In [1]:
# Vectors are strings of numbers, characters or logical data (one-dimension array).
# In other words, a vector is a simple tool to store your grouped data.
# In R, you create a vector with the combine function c().
# You place the vector elements separated by a comma between the brackets.
# Vectors will be very useful in the future as they allow you to apply operations on a series of data easily.
# Note that the items in a vector must be of the same class, for example all should be either number, character, or logical.

In [2]:
#numeric vectors
release_year <- c(1985, 1999, 2015, 1964)
release_year

In [3]:
#character vector
# Create genre vector and assign values to it 
titles <- c("Toy Story", "Akira", "The Breakfast Club")
titles

In [4]:
#logical veectors
titles == "Akira" # which item in `titles` is equal to "Akira"?

In [5]:
###vector operations
#add to a vector
release_year <- c(release_year, 2016:2018)
release_year

In [6]:
#find length of a vector
release_year
length(release_year)

In [7]:
#head and tail of a vector
head(release_year) #first six items
head(release_year, 2) #first 2
tail(release_year) #last six items
tail(release_year, 2) #last two items

In [8]:
#sort a vector
sort(release_year)

In [9]:
#sort in descending order
sort(release_year, decreasing = TRUE)

In [10]:
#min and max values
min(release_year)
max(release_year)

In [11]:
#average
cost_2014 <- c(8.6, 8.5, 8.1)

# sum results in the sum of all elements in the vector
avg_cost_2014 <- sum(cost_2014)/3
avg_cost_2014

In [12]:
#mean function
mean_cost_2014 <- mean(cost_2014)
mean_cost_2014

In [13]:
#give names to values in a vector
#Creating a year vector
release_year <- c(1985, 1999, 2010, 2002)

#Assigning names
names(release_year) <- c("The Breakfast Club", "American Beauty", "Black Swan", "Chicago")

release_year

In [14]:
release_year[c("American Beauty", "Chicago")]

In [15]:
release_year[1] + 100 #adding 100 to the first item changes the year

In [17]:
#retrive names
names(release_year)[1:3]

In [18]:
#summarize vectors
summary(cost_2014)

   Min. 1st Qu.  Median    Mean 3rd Qu.    Max. 
   8.10    8.30    8.50    8.40    8.55    8.60 

In [19]:
#make logical comparisons across multple vectors
movies_years <- c(1998, 2010, 2016)
movies_years > 2014

In [20]:
#equal and not equal to
movies_years == 2015 # is equal to 2015?
movies_years != 2015

In [21]:
#subsetting vectors
movie_years <- c(1985, 1999, 2002, 2010, 2012)
movie_years[2] #second item

In [22]:
#retrieve multiple items
movie_years[c(1,3)] #first and third items

In [23]:
#negative indexing, slice
titles <- c("Black Swan", "Jumanji", "City of God", "Toy Story", "Casino")
titles[-1]

In [24]:
#not available
age_restric <- c(14, 12, 10, NA, 18, NA)
age_restric

In [25]:
release_year[movie_years > 2000] #returns a vector for elements that returned TRUE for the condition

In [26]:
release_year
release_year[c(T, F, F, F)] #returns the values that are TRUE

In [27]:
##Factors

In [28]:
# Factors are variables in R which take on a limited number of different values;
# such variables are often refered to as categorical variables.

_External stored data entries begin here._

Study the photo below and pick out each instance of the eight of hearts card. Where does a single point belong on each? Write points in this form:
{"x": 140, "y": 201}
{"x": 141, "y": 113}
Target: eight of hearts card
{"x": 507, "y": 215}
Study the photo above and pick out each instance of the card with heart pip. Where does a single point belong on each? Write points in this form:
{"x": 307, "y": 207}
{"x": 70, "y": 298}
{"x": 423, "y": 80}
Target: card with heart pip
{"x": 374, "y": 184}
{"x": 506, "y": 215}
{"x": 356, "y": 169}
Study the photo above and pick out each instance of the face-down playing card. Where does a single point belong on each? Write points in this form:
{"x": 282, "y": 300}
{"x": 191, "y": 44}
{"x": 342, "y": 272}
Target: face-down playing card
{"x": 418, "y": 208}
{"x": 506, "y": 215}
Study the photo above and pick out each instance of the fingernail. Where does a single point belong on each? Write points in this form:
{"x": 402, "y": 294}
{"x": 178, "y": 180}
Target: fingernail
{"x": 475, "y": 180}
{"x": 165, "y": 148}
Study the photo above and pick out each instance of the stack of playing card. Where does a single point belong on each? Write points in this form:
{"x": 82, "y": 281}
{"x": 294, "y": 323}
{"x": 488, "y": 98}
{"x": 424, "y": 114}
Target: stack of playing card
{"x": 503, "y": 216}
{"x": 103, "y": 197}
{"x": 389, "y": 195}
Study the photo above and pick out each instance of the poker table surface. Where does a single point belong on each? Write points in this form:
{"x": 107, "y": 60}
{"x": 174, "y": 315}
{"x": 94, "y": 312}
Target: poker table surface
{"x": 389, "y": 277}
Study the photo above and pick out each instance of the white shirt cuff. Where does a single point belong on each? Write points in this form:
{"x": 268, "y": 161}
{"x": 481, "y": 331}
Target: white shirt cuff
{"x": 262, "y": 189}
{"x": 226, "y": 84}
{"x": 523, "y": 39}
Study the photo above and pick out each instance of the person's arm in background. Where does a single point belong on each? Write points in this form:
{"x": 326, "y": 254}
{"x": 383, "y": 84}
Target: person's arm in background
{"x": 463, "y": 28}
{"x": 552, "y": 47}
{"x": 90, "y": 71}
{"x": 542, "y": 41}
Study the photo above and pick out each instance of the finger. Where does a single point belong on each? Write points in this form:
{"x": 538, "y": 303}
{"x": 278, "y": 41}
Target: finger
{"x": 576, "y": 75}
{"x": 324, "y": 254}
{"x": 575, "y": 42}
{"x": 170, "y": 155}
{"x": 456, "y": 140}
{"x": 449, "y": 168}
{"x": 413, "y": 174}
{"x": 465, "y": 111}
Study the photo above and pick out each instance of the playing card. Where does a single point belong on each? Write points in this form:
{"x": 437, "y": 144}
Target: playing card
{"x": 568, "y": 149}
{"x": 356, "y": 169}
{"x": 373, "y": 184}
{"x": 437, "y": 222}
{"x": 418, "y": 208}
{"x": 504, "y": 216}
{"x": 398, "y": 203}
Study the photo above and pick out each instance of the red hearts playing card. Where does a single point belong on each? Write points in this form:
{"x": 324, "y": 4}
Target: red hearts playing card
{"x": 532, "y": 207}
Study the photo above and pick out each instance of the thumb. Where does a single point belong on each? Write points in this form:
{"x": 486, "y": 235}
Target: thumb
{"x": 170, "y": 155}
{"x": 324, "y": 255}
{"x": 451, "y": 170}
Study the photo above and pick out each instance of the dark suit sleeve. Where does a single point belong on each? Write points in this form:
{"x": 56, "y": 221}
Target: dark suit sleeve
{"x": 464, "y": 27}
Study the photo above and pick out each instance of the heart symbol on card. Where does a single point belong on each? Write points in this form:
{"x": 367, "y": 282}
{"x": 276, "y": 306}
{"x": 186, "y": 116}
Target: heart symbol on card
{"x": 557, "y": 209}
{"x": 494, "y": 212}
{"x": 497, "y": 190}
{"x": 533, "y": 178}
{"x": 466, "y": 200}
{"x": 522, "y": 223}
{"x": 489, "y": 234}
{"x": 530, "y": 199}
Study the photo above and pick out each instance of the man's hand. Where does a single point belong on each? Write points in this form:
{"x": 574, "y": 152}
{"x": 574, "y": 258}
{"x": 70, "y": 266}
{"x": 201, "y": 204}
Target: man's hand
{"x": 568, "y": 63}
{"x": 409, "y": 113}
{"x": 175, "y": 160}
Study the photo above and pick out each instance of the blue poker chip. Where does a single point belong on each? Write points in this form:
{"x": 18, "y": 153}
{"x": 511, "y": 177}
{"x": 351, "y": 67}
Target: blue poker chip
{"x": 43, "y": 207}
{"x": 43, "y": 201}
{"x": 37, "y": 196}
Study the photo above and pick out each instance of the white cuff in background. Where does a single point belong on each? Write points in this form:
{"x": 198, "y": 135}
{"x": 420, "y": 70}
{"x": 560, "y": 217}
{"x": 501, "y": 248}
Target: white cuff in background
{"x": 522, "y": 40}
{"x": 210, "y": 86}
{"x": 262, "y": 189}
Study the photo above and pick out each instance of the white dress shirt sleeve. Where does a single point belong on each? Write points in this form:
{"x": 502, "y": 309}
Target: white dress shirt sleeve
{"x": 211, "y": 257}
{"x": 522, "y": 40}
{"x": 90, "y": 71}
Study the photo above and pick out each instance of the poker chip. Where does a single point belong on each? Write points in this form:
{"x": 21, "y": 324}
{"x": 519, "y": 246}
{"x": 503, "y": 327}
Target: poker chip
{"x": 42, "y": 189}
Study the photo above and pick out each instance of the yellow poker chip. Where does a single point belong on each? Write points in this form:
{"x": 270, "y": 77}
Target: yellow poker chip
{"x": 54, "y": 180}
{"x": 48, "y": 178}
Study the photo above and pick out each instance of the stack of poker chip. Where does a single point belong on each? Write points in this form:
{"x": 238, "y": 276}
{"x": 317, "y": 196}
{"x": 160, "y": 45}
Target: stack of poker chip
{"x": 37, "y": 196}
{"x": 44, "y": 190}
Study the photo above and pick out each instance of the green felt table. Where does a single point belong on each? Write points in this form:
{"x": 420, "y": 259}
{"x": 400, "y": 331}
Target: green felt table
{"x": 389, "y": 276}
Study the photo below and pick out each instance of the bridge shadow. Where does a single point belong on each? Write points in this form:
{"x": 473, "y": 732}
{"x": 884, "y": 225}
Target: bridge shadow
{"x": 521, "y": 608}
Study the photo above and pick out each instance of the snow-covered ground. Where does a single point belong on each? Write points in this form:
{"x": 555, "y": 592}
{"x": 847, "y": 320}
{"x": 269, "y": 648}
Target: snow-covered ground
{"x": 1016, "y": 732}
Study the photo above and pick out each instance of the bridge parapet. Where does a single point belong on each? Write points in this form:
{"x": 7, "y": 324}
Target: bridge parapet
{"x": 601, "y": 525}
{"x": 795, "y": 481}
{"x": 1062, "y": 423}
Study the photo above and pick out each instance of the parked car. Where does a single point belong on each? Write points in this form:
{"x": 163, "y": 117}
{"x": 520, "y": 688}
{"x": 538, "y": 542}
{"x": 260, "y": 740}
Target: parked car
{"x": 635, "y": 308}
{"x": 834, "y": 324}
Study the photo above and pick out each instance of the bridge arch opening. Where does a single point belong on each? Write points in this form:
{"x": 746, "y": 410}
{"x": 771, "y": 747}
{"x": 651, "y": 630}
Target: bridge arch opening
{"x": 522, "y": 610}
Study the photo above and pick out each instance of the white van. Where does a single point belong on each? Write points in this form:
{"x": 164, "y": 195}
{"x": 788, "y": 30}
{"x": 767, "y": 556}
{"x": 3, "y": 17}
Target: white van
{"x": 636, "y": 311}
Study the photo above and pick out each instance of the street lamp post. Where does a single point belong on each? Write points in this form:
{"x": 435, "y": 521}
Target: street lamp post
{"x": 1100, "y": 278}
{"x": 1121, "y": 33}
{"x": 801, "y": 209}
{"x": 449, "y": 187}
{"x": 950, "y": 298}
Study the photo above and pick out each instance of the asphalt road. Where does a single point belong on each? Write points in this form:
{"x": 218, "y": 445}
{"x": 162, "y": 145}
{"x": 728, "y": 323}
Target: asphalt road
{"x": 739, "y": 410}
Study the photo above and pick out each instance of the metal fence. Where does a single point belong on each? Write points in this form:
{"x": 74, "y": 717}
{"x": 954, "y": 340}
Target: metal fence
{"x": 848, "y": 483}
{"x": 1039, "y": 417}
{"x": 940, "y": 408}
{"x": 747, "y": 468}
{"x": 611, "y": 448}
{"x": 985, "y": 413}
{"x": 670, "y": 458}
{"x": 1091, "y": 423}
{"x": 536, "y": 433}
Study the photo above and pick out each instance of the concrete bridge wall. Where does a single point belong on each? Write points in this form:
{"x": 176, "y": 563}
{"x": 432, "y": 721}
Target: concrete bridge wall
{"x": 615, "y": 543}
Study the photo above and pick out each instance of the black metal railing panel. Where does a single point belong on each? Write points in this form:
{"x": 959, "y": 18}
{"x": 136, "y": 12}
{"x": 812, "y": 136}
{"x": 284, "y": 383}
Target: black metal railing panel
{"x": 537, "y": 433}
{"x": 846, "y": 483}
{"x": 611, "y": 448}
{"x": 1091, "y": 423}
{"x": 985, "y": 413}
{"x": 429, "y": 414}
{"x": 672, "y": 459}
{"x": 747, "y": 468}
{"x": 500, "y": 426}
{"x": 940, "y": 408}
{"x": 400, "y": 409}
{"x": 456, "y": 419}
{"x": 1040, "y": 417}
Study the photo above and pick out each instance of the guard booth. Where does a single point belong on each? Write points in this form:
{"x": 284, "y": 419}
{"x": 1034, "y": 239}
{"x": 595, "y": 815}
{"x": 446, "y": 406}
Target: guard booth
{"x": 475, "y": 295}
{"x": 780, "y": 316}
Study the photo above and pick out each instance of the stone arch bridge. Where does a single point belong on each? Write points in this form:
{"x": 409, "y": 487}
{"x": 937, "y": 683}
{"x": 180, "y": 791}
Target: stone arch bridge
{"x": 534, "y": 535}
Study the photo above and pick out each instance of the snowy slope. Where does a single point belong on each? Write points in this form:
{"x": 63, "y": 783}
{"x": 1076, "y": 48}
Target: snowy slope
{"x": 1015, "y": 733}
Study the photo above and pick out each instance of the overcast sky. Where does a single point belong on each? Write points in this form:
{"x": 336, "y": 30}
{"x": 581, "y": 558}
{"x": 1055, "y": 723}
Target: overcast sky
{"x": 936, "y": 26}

The difference between a categorical
# variable and a continuous variable is that a categorical variable can belong to a limited number of categories.
genre_vector <- c("Comedy", "Animation", "Crime", "Comedy", "Animation")
genre_vector

In [29]:
#create factor level
genre_factor <- as.factor(genre_vector)
levels(genre_factor)

In [30]:
summary(genre_factor) #summarise factors

In [31]:
sort(summary(genre_factor)) #sorts values by ascending order

In [32]:
#ordered factors
movie_length <- c("Very Short", "Short", "Medium","Short", "Long",
                        "Very Short", "Very Long")
movie_length

In [33]:
movie_length_ordered <- factor(movie_length, ordered = TRUE , 
                                 levels = c("Very Short" , "Short" , "Medium", 
                                            "Long","Very Long"))
movie_length_ordered

In [34]:
#summary
summary(movie_length_ordered)